50 Visual similarity of image patches Define two patches to be similar under any rotation and mild shift (± 4 pixels). Should be covered by many reasonable similarity definitions. 27

51 Descriptor : sparse overcomplete code Generative model of patches [Olshausen&Field] Very unstable under transformation, hence L is not a good proxy for similarity. With BoostPro, improvement in area under ROC from 0.56 to

52 Descriptor 2: SIFT Scale-Invariant Feature Transform [Lowe] Histogram of gradient magnitude and orientation within the region, normalized by orientation and at an appropriate scale. Discriminative (can not generate a patch). Designed specifically to make two similar patches match. 29

53 Results Area under ROC curve: L on SIFT L on H(SIFT)

54 Conclusions It is beneficial to learn similarity directly for the task rather than rely on the default distance. Key property of our approach: similarity search reduced to L neighbor search (thus can be done in sublinear time.) Most useful for: Regression and multi-label classification; When large amounts of labeled data are available; When L p distance is not a good proxy for similarity. 3

55 Open questions What kinds of similarity concepts can we learn? How do we explore the space of projections more efficiently? Factorization of similarity. Combining unsupervised and supervised similarity learning for image regions. 32

56 Questions?.. 33

The University of Texas at Austin Department of Electrical and Computer Engineering. EE381V: Large Scale Learning Spring 2013.

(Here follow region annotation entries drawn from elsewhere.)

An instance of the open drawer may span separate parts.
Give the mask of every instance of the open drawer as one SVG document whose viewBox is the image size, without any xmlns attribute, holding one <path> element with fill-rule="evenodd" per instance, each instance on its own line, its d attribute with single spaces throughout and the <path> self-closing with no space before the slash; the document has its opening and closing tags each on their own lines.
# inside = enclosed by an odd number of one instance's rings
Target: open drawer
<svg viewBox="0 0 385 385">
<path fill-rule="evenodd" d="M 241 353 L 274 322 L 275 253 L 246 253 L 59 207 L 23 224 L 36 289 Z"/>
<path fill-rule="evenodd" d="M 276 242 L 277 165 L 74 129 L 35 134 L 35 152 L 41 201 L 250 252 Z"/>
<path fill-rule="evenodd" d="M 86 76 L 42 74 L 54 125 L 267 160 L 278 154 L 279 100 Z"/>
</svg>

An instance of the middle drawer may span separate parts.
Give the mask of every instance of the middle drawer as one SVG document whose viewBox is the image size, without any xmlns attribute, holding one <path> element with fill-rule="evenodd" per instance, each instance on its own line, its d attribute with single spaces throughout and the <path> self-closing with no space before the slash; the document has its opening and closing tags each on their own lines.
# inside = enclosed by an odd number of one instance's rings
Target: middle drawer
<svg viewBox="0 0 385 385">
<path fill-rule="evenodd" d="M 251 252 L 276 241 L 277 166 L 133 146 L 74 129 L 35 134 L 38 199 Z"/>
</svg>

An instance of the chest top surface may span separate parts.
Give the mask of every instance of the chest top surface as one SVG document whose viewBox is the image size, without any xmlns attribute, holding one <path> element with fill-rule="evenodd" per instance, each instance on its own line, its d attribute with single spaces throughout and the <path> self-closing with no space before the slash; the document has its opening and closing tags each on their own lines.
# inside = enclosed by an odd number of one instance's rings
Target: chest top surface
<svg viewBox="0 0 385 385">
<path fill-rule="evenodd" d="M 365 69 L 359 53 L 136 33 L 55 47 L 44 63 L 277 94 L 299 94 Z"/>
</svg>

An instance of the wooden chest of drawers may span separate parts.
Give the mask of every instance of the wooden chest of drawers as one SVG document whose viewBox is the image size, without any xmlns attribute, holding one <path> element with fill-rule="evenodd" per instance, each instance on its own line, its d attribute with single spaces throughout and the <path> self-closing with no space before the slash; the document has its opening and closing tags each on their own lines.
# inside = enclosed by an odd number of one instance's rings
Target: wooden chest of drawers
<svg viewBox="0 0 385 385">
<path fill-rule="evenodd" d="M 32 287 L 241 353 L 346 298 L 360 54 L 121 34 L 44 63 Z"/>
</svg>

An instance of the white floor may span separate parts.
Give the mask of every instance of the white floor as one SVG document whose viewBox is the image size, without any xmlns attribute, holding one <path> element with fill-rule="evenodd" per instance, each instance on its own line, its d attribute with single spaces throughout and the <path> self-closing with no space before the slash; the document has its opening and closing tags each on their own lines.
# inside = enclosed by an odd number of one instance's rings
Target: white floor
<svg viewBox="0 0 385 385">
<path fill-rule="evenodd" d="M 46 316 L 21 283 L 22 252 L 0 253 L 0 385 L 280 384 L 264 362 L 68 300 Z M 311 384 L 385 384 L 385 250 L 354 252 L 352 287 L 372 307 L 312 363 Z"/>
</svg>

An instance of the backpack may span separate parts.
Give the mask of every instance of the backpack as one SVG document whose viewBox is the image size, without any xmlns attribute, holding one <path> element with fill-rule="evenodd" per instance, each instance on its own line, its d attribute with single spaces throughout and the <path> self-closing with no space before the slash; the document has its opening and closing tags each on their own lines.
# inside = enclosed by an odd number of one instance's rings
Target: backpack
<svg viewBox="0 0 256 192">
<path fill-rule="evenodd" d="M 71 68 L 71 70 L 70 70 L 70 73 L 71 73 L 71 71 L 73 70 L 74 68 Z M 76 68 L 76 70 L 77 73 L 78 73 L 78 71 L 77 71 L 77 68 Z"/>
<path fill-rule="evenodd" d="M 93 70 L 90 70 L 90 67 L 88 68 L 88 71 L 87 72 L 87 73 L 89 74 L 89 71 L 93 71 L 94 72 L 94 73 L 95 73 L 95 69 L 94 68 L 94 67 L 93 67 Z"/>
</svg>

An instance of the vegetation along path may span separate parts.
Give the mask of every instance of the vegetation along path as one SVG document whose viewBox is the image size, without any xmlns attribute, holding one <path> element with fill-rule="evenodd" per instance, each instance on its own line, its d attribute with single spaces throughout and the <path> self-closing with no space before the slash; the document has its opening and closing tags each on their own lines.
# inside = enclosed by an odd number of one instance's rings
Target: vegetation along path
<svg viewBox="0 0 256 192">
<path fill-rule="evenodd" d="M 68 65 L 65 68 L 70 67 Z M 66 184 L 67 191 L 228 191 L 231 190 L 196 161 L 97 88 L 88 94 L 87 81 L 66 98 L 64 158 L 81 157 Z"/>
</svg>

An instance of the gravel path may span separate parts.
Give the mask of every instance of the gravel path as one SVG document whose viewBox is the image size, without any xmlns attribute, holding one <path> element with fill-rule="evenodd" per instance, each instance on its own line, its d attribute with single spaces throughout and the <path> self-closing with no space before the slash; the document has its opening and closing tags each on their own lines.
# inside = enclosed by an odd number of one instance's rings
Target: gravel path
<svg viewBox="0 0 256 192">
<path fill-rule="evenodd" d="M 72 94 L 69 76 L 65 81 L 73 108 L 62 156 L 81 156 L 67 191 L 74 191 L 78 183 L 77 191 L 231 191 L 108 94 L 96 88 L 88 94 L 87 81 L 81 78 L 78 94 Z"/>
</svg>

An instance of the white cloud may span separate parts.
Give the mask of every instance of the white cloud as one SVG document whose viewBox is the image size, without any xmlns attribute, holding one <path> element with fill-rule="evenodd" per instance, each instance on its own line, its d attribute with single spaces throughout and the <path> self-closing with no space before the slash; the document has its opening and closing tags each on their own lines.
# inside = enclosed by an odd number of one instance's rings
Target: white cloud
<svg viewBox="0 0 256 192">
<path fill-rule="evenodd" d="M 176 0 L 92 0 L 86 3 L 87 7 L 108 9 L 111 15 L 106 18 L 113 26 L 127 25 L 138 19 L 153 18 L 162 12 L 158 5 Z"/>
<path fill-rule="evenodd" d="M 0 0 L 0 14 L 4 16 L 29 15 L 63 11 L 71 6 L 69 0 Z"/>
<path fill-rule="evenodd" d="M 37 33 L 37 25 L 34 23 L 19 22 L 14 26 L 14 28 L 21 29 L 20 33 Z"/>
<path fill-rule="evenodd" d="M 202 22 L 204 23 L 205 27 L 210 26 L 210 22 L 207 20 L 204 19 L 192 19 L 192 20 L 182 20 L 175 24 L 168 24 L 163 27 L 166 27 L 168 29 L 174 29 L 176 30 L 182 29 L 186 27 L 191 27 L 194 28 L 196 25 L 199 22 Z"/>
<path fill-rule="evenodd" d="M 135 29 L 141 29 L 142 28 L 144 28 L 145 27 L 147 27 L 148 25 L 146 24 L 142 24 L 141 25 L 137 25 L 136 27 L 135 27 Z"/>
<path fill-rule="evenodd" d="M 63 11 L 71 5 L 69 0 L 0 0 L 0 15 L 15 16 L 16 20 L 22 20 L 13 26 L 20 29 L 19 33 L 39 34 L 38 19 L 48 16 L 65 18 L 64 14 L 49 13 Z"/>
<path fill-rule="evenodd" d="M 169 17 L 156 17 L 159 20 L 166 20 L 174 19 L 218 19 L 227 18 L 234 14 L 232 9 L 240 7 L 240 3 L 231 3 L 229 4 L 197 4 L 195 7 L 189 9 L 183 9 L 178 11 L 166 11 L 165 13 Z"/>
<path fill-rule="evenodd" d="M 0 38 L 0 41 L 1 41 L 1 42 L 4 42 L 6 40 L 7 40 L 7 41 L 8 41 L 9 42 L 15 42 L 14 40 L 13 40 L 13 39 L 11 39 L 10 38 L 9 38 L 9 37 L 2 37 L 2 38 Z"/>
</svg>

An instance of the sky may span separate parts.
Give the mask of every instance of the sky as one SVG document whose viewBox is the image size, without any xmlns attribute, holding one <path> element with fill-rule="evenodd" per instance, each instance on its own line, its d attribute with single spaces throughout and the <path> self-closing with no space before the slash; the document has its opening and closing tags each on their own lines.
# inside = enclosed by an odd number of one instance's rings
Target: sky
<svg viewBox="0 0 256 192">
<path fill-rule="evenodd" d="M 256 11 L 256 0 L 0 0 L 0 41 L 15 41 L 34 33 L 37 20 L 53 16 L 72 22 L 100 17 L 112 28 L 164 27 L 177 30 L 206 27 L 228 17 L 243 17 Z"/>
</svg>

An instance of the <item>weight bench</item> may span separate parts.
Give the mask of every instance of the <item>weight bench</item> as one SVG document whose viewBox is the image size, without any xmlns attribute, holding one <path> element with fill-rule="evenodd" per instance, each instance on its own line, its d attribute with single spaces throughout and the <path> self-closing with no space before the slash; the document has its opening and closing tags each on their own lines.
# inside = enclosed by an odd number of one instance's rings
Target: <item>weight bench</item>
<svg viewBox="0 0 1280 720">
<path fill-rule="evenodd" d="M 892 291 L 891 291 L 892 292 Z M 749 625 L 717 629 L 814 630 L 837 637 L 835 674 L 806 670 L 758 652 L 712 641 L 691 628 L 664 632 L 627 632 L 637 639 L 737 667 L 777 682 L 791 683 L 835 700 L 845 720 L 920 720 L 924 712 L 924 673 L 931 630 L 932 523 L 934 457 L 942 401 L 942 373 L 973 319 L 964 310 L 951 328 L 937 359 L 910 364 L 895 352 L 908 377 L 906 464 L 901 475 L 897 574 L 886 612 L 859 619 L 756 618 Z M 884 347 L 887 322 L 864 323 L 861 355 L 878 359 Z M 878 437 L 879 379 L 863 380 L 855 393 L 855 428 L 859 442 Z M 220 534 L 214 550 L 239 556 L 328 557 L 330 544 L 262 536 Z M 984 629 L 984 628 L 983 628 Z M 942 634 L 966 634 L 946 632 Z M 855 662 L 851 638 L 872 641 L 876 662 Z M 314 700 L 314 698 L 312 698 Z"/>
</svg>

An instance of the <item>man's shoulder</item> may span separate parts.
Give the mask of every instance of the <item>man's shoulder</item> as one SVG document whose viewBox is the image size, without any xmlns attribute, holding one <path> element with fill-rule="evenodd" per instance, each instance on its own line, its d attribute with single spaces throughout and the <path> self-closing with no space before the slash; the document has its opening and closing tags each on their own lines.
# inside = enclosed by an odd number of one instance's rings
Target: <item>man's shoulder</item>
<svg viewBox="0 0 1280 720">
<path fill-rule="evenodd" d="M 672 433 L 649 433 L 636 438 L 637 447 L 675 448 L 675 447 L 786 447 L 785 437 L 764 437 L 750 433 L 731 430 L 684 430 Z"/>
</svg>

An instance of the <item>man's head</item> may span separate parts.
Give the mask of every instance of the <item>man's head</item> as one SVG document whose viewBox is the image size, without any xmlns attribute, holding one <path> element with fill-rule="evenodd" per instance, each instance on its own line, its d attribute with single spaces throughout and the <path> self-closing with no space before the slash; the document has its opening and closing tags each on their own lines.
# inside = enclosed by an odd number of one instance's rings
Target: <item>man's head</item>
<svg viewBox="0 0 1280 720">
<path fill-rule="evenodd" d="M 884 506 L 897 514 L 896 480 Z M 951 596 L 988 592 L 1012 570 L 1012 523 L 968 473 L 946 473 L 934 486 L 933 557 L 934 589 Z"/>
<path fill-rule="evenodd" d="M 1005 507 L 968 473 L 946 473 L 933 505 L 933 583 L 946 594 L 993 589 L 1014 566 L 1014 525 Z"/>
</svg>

The University of Texas at Austin Department of Electrical and Computer Engineering. EE381V: Large Scale Learning Spring 2013. The University of Texas at Austin Department of Electrical and Computer Engineering EE381V: Large Scale Learning Spring 2013 Assignment 1 Caramanis/Sanghavi Due: Thursday, Feb. 7, 2013. (Problems 1 and

More information

Decision Trees. Machine Learning CSEP546 Carlos Guestrin University of Washington. February 3, 2014

Decision Trees. Machine Learning CSEP546 Carlos Guestrin University of Washington. February 3, 2014 Decision Trees Machine Learning CSEP546 Carlos Guestrin University of Washington February 3, 2014 17 Linear separability n A dataset is linearly separable iff there exists a separating hyperplane: Exists

More information

CSCI-567: Machine Learning (Spring 2019)

CSCI-567: Machine Learning (Spring 2019) CSCI-567: Machine Learning (Spring 2019) Prof. Victor Adamchik U of Southern California Mar. 19, 2019 March 19, 2019 1 / 43 Administration March 19, 2019 2 / 43 Administration TA3 is due this week March

More information

Machine Learning. Nonparametric Methods. Space of ML Problems. Todo. Histograms. Instance-Based Learning (aka non-parametric methods)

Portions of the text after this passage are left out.